The SEC has largely cracked down on crowdfunded token sales, commonly referred to as initial coin offerings, but XRP is easily the largest cryptocurrency targeted by the SEC as a security; officials in 2018 declared ether and bitcoin were currencies and not securities because of their decentralized nature.
“We allege that Ripple, Larsen and Garlinghouse failed to register their ongoing offer and sale of billions of XRP to retail investors, which deprived potential purchasers of adequate disclosures about XRP and Ripple’s business and other important long-standing protections that are fundamental to our robust public market system,” said Stephanie Avakian, director of the SEC’s enforcement division on Tuesday.
$653 billion. That’s the current market value of all the cryptocurrencies across the world, more than tripling this year alone, according to CoinMarketCap. At its peak in January 2018, the market was valued at more than $800 billion. XRP’s current market cap of $21.6 billion is bested only by ether ($71 billion) and bitcoin ($435 billion).

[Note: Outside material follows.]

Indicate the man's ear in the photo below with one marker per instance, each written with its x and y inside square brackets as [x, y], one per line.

Heightened regulatory scrutiny from nations such as South Korea triggered a near-85% crash in cryptocurrency prices in 2018, but the United States has been slow to issue broad-based regulation. Among the most vocal U.S. regulatory agencies when it comes to cryptocurrency, the SEC spent months drafting guidance it released in April 2019 about when and how cryptocurrencies may be classified as securities, but it’s been relatively quiet on the front ever since. The suit against Ripple, however, could mean that’s set to change as the cryptocurrency market soars toward new highs during the pandemic. “There is more and more interest from a wide spectrum of people, both inside the crypto space as well as inside the traditional financial institutions who are asking us for guidance,” an SEC Commissioner told CoinDesk in October. “I think we’re going to be forced to confront that more and more in the coming years.”
What To Watch For
Competition–from the government. Though it has not committed to the idea, the Federal Reserve is exploring the possibility of debuting its own central bank digital currency, Goldman Sachs said in a Sunday note. Officials have warmed up to the idea of a central bank token “largely out of concern that wide adoption of alternative digital currencies could endanger financial stability, U.S. financial intermediaries and the Fed’s ability to influence financial conditions,” Goldman analysts led by Jan Hatzius said.

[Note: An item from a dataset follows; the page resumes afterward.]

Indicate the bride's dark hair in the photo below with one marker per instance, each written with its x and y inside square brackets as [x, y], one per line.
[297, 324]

During the pandemic many investors have flocked to cryptocurrency–and namely bitcoin–as a hedge against longer-term inflation concerns, which have escalated in the face of increased government spending for coronavirus relief measures. In a report released Monday, digital asset management firm CoinShares said cumulative investments into cryptocurrency funds have totaled about $5 billion so far this year, eclipsing the approximately $1.4 billion plowed into the space through the end of last year.
“Other major branches of the U.S. government, including the Justice Department and the Treasury Department’s FinCen, have already determined that XRP is a currency,” Ripple Counsel Michael Kellogg said in a statement to Forbes, arguing that the currency designation means XRP transactions fall outside the scope of federal securities laws. “This is not the first time the SEC has tried to go beyond its statutory authority. The courts have corrected it before and will do so again,” he added.